News broke Tuesday of a bug in OpenSSL code that reportedly leaves two thirds of web servers vulnerable to attack. The bug – dubbed heartbleed – has been classed as critical because it could make it possible for possible for attackers to steal login credentials, actual content, and the private keys that underpin the TLS/SSL used to secure and identify web servers. The vulnerability has existed in OpenSSL code for the past two years, and, due to the nature of the bug, there is no log to reveal whether or not a system has been compromised.
Despite widespread outcry, the threat isn’t as critical as it seems, says LAWtrust solutions director Maeson Maherry. “Firstly, the vulnerability only applies to OpenSSL version 1.0.1 through to 1.0.1f and not to previous versions (0.9.8 through to 1.0.1g). This is important because many Apache Web Servers and Tomcat Servers, for example, are bundled with OpenSSL and many have OpenSSL implementations prior to the vulnerable versions. So if you’ve downloaded the Apache 2.2.25 installer complete with OpenSSL you are not going to be affected because the installer comes with OpenSSL version 0.9.8.”
Further, he notes, you could attack a vulnerable web server, but you’d firstly need to do a recce to see if the host is in fact vulnerable – the server type, model and SSL implementation isn’t advertised. Once you know a server is vulnerable you can attack it, but the random memory you get in return may not contain any useful information. You can’t just send a heartbeat message and include a reference to ‘the memory where the private SSL key lives’. The memory heap is not ordered to such a degree.
“Yes, you might get lucky and retrieve something important but the chances are you could also get back utter useless junk in your attempts,” he states.
Not all SSL queries terminate at the host either. “If I terminate my SSL/TLS connection on a hardware device then Apache OpenSSL for example, does not enter the equation,” Maherry notes. “This is because the secure communication part is handled by the hardware module and the communication with Apache is done internally, either through a secure channel or not. Hardware SSL termination is a common practice for hosted solutions because it delivers faster response and handling times than software-based OpenSSL systems.”
And then there are the good, old-fashioned security precautions prevalent in modern systems.
“If the host employs Perfect Forward Secrecy (PFS) from day one then obtaining the private SSL key is a nice achievement but is not going to help one jot when it comes to decrypting any current, previous or future traffic – the master secret key used for encryption will never have been sent over any communication channels.

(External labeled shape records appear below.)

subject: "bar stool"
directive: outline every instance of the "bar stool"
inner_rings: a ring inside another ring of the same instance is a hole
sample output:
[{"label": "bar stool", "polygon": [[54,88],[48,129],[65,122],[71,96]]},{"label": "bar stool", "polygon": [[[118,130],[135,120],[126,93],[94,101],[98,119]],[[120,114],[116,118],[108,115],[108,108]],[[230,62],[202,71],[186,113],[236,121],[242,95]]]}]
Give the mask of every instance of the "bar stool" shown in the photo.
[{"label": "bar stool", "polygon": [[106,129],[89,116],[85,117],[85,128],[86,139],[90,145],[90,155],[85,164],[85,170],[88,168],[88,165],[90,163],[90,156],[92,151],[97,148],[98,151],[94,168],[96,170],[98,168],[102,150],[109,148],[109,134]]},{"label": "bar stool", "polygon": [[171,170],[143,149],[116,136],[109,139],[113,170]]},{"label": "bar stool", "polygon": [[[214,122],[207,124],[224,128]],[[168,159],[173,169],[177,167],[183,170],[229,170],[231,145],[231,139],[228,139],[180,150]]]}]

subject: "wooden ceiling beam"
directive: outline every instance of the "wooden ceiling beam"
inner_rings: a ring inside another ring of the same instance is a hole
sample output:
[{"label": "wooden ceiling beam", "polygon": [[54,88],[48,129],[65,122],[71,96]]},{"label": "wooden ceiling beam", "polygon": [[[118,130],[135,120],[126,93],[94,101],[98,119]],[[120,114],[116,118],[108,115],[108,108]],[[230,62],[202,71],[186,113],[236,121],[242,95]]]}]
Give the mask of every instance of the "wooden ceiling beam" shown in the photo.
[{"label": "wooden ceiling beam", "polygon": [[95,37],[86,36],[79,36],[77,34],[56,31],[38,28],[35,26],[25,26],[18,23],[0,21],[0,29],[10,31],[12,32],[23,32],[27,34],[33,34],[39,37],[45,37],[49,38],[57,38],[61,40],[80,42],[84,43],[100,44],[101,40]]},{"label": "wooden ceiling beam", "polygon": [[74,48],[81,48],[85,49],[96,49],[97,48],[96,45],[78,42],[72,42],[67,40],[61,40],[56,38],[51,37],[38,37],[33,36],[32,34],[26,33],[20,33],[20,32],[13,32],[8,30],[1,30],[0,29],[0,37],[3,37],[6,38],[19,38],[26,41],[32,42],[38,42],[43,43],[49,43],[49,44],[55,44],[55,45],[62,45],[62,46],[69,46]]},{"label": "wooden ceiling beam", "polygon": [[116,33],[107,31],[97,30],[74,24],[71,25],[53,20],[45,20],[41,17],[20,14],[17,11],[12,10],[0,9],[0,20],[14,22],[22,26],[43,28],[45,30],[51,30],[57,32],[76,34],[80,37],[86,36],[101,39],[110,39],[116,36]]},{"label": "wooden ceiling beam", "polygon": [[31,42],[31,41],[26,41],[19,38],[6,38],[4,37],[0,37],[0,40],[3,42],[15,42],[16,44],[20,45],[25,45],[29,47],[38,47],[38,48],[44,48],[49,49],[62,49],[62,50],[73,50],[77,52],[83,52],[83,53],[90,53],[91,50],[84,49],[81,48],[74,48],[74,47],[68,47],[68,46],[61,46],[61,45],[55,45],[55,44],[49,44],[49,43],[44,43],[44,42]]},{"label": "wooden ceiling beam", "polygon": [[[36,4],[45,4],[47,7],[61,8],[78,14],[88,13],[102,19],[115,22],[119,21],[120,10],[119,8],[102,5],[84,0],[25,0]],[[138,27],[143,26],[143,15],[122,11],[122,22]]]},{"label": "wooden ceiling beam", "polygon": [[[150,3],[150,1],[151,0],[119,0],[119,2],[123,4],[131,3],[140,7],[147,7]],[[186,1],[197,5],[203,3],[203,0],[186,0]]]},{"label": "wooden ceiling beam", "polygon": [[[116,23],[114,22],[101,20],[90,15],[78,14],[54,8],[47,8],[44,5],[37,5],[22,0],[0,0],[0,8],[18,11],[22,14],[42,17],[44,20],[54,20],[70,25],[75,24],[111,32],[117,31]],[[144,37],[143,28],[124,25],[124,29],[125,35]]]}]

Given most modern browsers support the cipher suites necessary to allow PFS, and similar server side support, your data remains safe regardless – until another attack (brute force from NSA entire supercomputer rack, for instance) possibly prevails,” Maherry says.
These same security precautions – by way of intrusion detection systems – should allow you to see if your system has been compromised. Most attacks leave no logs and no traces and most data thefts take up a minimum of three years to be noticed. That heartbleed leaves no traces is neither surprising nor remarkable.
In other words, says Maherry, “although I may worry about an attacker getting lucky with their unauthorised memory request via the loophole, on a server which my provider has managed to deploy with no hardware SSL termination, and picked the right version of OpenSSL to enable the flaw, and that the vulnerable service has decided against any other security measure to prevent fraud or data theft, I will probably still sleep soundly tonight.”
For those with vulnerable systems, or who are worried they have been compromised Roberts offers the following advice: “Recompile the OpenSSL libraries with a compilation flag to remove the heartbeat functionality, or, upgrade to the latest OpenSSL version.
“For the slightly more paranoid (those who do not believe they have been exploited thus far but are taking precautions) – once OpenSSL has been rectified, generate new key pairs, and attain new SSL certificates for potentially affected servers.
“For the completely paranoid (those who believe they may have already fallen victim) – do all of the above, and ask all customers who use static login information (passwords, shared secrets, etc.) to change their respective credentials.”